Not having any questions makes you look unprepared and uninterested, so make sure you research the company and take a note of topics you can ask about. Your best bet is to prepare at least four questions in case some are answered during the interview or you forget any.
Here are a few suggestions what to ask when it’s your turn to call the shots.
Have I answered all your questions? – This gives you a good chance to clarify any questions or doubts the interviewer still has. You can also expand on answers you may have given during the interview and it will give you a good idea of how you’re doing so far.
What is your company culture like? – It’s a good idea to find out what the company’s philosophy is and if you can see yourself fitting into their environment.
What are the day to day responsibilities of this job? – Hopefully this will shed some light on what your day to day in your new job would look like and if it sounds like something you want to be doing.
What are your expectations for this role during the first 30 days, 60 days, year? – Find out what expectations they have for the role to see if it aligns with what you’re looking for in your new role.

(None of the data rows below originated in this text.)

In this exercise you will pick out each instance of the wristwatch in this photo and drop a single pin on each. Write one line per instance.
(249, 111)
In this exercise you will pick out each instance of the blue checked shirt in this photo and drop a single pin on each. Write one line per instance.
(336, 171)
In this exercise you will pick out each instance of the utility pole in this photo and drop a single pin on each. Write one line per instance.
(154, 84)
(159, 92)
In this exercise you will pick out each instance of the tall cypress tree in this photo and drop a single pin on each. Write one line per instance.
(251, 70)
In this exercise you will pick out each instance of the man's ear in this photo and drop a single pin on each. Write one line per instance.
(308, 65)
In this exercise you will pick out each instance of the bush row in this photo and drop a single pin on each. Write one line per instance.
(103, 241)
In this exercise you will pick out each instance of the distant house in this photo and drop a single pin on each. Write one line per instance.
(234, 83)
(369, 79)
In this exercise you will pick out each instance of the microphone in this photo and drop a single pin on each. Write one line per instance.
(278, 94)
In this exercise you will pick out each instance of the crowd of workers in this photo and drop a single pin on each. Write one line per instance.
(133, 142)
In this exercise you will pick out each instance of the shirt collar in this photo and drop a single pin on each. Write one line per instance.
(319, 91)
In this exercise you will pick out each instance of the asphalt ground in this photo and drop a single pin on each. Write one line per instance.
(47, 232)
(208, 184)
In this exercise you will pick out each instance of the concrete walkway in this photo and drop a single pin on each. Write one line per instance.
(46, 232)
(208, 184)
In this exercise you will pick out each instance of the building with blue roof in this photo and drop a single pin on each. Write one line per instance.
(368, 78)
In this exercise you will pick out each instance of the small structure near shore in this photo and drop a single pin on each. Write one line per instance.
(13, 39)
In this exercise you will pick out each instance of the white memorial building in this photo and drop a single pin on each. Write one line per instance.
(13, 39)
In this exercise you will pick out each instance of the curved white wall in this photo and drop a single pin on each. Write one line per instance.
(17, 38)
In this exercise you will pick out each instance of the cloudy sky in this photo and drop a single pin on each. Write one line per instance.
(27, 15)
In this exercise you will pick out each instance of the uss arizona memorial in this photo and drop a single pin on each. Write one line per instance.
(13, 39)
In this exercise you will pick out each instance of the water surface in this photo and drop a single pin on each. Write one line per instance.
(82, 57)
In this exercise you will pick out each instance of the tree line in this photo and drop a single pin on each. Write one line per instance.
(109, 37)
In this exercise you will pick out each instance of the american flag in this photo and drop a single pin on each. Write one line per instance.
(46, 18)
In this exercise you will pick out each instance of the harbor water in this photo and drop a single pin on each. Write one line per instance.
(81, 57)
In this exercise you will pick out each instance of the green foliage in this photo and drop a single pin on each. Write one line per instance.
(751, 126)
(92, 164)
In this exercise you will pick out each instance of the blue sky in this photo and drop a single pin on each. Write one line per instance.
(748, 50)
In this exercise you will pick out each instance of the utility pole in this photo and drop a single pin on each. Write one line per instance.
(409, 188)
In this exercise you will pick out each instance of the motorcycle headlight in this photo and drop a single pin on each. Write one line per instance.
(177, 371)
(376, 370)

What are the biggest challenges you’re facing? – Asking about their challenges not only makes them think but also is a way of uncovering trends and issues in the industry.
Who do you consider to be your major competitor? – You should have already researched the company’s competitors but getting your interviewer’s insights can be useful and could be different from the information available on the internet.
What are the challenges of this position? – This question will help you identify areas the role will be focussing on over the next months.
What qualities are the most important for doing well and advancing at this company? – This question can uncover information that’s not in the job description and gives you a chance to show you’re a good fit for the team.
Is this a new position? If not, why did the person before me leave this role? – Asking this will uncover what happened to the person doing the job before and why and how they left.
If you had to sum up the company in three words what would they be? – This can give you an interesting and spontaneous insight into what the company is really like and gets the interviewer thinking.
What do you like best about working for this company? – Asking your interviewer about their personal experience at the company is a great way to gain insight into the company and to make a more personal connection. Watch for any tell tale signs here in their expression or body language that might indicate some issues or underlying negativity.
Where is the company headed in the next 5 years and how can I grow in this job? – Find out if the company is growing and if there is room for you to progress your career over the coming years.
Can you tell me a bit about the team I would be working with? – Some companies will volunteer this information and even introduce you to the people you’d be working with during the interview process. If not, it’s a good idea to clarify what the team looks like and what the pecking order is.
What are the next steps in the interview process? – This is a great way of finding out how many stages are left in the hiring process and clarifies when you can expect to hear from them.